Tigli del lungolago, cresce la protesta per salvarli

Tigli Como

Cresce la protesta per l’abbattimento di 13 tigli sul lungolago di Como. Gli alberi, il cui taglio è previsto per la prossima primavera, non sono malati ma devono lasciare spazio alla nuova passeggiata che rientra nel nuovo progetto di Regione Lombardia per le paratie.
Alla petizione lanciata da vari gruppi, movimenti politici e associazioni per salvare gli alberi, tra cui la Famiglia Comasca, il circolo Legambiente “Vassallo”, Civitas e i Verdi, si è associato il Partito Democratico di Como. Oggi, alle 19, era previsto un presidio sul lungolago alla passeggiata Zambrotta per chiedere l’intervento del Comune a salvaguardia dei tigli. L’evento annullato causa maltempo si terrà in settembre.
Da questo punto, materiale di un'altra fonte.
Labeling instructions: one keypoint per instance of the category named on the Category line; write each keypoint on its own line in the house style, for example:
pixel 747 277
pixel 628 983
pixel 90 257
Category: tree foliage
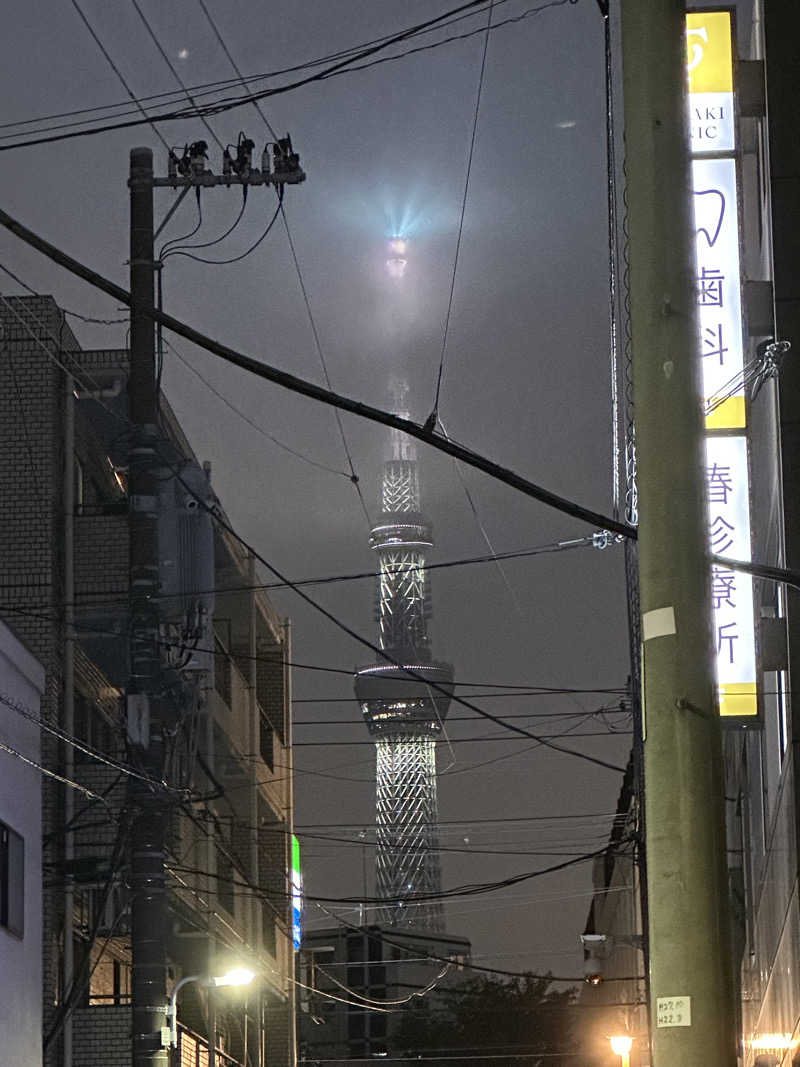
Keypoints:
pixel 506 1019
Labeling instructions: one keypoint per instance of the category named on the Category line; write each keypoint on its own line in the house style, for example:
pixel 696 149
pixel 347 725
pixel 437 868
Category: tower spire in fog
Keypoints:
pixel 404 714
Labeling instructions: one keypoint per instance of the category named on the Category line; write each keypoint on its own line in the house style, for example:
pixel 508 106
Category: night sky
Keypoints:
pixel 526 381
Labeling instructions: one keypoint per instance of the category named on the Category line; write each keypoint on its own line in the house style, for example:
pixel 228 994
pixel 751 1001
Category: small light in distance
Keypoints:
pixel 397 263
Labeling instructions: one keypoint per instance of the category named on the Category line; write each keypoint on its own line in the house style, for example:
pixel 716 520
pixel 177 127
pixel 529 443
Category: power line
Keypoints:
pixel 462 741
pixel 207 244
pixel 77 744
pixel 240 414
pixel 242 255
pixel 344 66
pixel 104 595
pixel 175 74
pixel 296 384
pixel 381 653
pixel 51 774
pixel 118 74
pixel 207 88
pixel 434 414
pixel 236 68
pixel 315 333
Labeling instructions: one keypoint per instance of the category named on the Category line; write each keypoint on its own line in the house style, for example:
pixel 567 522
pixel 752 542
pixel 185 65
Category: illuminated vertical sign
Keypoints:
pixel 721 347
pixel 297 894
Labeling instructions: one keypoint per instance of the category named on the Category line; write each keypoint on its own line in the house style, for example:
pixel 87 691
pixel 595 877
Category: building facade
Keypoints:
pixel 21 685
pixel 761 746
pixel 64 573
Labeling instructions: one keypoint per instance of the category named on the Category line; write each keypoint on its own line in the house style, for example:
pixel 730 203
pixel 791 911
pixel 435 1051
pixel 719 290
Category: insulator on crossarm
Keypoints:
pixel 244 156
pixel 227 164
pixel 185 163
pixel 198 157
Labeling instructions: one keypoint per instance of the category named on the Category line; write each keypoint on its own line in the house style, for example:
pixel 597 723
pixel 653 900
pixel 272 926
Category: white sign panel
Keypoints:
pixel 712 123
pixel 719 297
pixel 732 592
pixel 673 1010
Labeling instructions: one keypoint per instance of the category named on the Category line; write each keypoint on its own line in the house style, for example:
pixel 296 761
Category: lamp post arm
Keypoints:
pixel 174 1006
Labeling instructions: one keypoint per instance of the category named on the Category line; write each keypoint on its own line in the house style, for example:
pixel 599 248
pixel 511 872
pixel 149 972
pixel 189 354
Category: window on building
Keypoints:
pixel 225 879
pixel 268 927
pixel 267 738
pixel 78 476
pixel 12 880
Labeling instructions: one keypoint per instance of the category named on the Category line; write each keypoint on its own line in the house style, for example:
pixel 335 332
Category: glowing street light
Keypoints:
pixel 236 976
pixel 621 1045
pixel 397 263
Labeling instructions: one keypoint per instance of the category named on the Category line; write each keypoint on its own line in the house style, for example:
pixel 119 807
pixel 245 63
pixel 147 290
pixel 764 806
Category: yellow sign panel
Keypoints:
pixel 730 415
pixel 709 57
pixel 738 700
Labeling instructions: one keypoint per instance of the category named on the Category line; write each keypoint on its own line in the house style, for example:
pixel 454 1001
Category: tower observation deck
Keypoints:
pixel 403 713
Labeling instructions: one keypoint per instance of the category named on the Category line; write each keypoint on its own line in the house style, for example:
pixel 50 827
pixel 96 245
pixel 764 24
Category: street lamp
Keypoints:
pixel 621 1046
pixel 236 976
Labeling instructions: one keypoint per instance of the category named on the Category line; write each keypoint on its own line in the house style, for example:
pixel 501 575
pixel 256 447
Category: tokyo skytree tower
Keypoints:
pixel 404 714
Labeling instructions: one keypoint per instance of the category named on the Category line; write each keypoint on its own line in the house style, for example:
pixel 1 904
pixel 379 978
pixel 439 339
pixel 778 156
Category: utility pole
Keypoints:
pixel 691 1002
pixel 145 714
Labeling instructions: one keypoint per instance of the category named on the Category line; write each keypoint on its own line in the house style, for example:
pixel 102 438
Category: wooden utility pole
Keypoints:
pixel 691 1009
pixel 148 890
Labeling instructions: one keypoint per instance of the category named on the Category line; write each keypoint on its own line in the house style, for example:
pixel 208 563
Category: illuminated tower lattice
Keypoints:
pixel 404 714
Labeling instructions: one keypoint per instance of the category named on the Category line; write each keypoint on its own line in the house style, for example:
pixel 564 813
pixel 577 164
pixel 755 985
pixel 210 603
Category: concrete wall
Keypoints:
pixel 21 683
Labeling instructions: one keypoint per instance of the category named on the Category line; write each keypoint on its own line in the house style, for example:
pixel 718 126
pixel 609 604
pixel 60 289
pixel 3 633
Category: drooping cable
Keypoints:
pixel 315 333
pixel 206 89
pixel 240 414
pixel 433 417
pixel 347 65
pixel 381 653
pixel 177 249
pixel 118 74
pixel 242 255
pixel 175 74
pixel 239 75
pixel 312 321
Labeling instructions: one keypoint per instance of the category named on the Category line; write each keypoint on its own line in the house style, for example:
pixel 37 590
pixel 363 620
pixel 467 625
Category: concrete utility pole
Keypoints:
pixel 148 891
pixel 692 1010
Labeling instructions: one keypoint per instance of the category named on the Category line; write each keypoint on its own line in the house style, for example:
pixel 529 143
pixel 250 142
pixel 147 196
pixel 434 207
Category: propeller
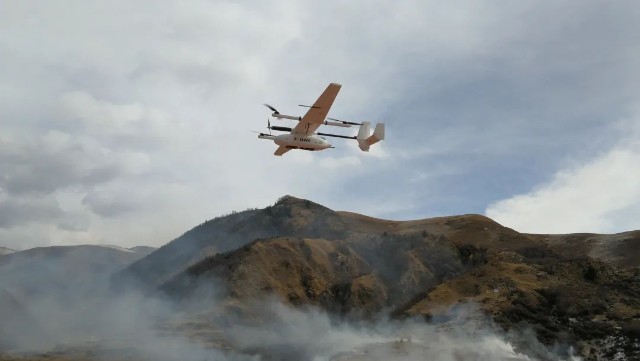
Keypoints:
pixel 344 121
pixel 272 108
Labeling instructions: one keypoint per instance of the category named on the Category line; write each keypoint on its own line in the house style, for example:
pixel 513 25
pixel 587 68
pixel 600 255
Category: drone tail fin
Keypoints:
pixel 365 140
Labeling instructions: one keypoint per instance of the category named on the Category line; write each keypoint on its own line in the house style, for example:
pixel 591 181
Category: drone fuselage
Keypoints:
pixel 295 141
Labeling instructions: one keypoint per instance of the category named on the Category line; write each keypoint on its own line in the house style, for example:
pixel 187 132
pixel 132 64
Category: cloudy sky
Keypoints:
pixel 129 122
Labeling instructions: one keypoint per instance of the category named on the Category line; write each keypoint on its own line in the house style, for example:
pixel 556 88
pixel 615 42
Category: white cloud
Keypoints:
pixel 134 116
pixel 598 195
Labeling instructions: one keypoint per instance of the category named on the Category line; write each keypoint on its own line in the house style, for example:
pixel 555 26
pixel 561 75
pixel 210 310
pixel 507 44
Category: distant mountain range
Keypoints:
pixel 575 289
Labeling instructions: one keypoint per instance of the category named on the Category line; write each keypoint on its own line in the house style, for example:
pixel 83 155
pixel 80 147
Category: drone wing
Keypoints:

In un comunicato stampa, Fratelli d’Italia chiede di portare la vicenda dei tigli in commissione consigliare. «Abbiamo deciso, con il Gruppo consiliare, di portare la problematica nel suo alveo naturale, e cioè la Commissione consiliare II, dove i consiglieri potranno audire gli assessori alla partita e, se nel caso, anche Regione Lombardia» scrive il coordinatore provinciale di Fratelli d’Italia Stefano Molinari.
«Fratelli d’Italia ribadisce l’importanza di portare a compimento l’opera, che è strategica per il nostro territorio – aggiunge Molinari – ma al contempo crediamo si debba trovare una soluzione che consenta di salvare i tigli, che hanno accompagnato le passeggiate a lago di intere generazioni di comaschi e turisti. Chiederemo perciò alle altre forze politiche, sensibili come noi al tema ambientale, di unirsi nella richiesta».
I membri del comitato locale di Conalpa, (Coordinamento nazionale per la salvaguardia di alberi e paesaggi) hanno lanciato una raccolta firme sulla piattaforma Change.org affinché Comune e Regione studino una modifica del progetto già approvato a favore della conservazione degli alberi. Sono state inoltre aperte pagine sui social ed è stato istituito un indirizzo e-mail salviamoitigli@gmail.com per aderire alla protesta.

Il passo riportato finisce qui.